Observers of financial markets might be even more bemused.
The recent financial headlines may be dominated by gold, negative interest rates, recession worries and trade wars but there is a more worrying financial trend which has been developing over a much longer period.
The following chart is considered by a number of highly experienced market professionals as the most important risk signal in the world today:
Irish readers will have very vivid memories of the 2008-2009 banking crisis. However, flashbacks are about to become more graphic now that Eurozone bank share prices in aggregate are revisiting the catastrophic lows of 2008.
The long-run carnage visited upon European banking shares is quite staggering with prices on average down 84% from levels in the halcyon tiger days of 2007.
Unlike short term foreign exchange moves or gold price spikes, this type of multi-year share price decline is indicative of a structural change in the banking business model and begs the question what will “finance” jobs look like 10 years from now?
Let’s start with 10 working days from now…
As market traders return from the beaches to their desks, and if this daily evaporation of banking equity continues, we can quite quickly expect headlines about Bank A, B or C sounding out market advisors about raising capital.
The ugly truth is that European banks with wafer thin equity values will be perceived as having too little capital to support enormous asset bases. And, assets in banking terms means loans.
Think about French mega-bank, BNP, with equity values of €56 billion supporting an asset base of €2.2 trillion. Or how about the German car-crash, Deutsche Bank, with €12 billion equity supporting just the €1.4 trillion of assets.

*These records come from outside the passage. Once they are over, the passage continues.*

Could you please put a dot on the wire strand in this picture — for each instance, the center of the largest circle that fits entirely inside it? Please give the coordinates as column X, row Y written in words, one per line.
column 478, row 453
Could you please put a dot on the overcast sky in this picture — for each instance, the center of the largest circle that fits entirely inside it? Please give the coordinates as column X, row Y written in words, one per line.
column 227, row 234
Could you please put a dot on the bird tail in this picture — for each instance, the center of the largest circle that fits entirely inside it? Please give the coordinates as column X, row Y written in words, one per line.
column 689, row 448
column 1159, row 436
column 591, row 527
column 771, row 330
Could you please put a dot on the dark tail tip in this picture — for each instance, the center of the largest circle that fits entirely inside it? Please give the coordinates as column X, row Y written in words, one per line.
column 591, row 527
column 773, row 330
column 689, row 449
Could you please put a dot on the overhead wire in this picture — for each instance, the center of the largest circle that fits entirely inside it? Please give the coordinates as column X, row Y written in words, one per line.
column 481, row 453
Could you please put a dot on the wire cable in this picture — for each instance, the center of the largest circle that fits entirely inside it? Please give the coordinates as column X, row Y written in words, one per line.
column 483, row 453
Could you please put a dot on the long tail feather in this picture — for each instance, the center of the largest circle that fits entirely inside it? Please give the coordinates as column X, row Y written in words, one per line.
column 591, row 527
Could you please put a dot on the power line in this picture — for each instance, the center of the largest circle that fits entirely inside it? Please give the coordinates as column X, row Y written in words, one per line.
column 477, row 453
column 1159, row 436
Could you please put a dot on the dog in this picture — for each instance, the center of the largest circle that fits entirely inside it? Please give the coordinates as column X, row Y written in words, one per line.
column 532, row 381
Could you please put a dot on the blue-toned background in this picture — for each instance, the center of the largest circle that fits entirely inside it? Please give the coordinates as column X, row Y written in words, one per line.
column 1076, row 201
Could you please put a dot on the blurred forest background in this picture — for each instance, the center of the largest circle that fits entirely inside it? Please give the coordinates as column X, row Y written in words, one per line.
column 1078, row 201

We are one shock(Brexit?) away from some very panicky banking days.
For those that believe Europe’s banking problems are the result of ultra low or negative interest rates, think again. Low interest rates definitely don’t help profit margins but the major driver of banking zombiedom is the failure of banking authorities and managements to deal with problem loans post the 2008 credit freeze.
This writer, from a previous life on Japanese trading desks, would be keen to remind readers that Japan’s banks really only started to disappear/collapse 10 years after the initial Nikkei collapse in 1989.
For a more graphic reminder of how Japanified the Eurozone banks have become this Reuters chart is rather good at showing how closely Europe’s banks have tracked Japan’s since 2012 and how similarly the market now values both regions’ zombies:
On a more positive note, Irish banks were forced by the ECB/IMF to take a lot of pain in the early days of GFC and, while not out of the woods, are possibly in better shape then many other European banking names.
Of course, a sick European banking system is not good news but, again, on a more positive note the emergence of digital business/financial platforms has democratized finance significantly.
Grads out there, the good news is those economics and finance degrees will more than likely be employed by new types of financial platforms. Who knew five years ago Alipay would have a billion customers?
Furthermore, if the banking system continues to shrink, expect equity crowdfunding platforms to play a much more significant role in funding young businesses.
Business owners should also be paying serious attention to building future “banking” relationships and could do worse than consider trial crowdfunding campaigns as an introduction to same.
So it’s not quite Japocalypse Now….. but keep watching that chart.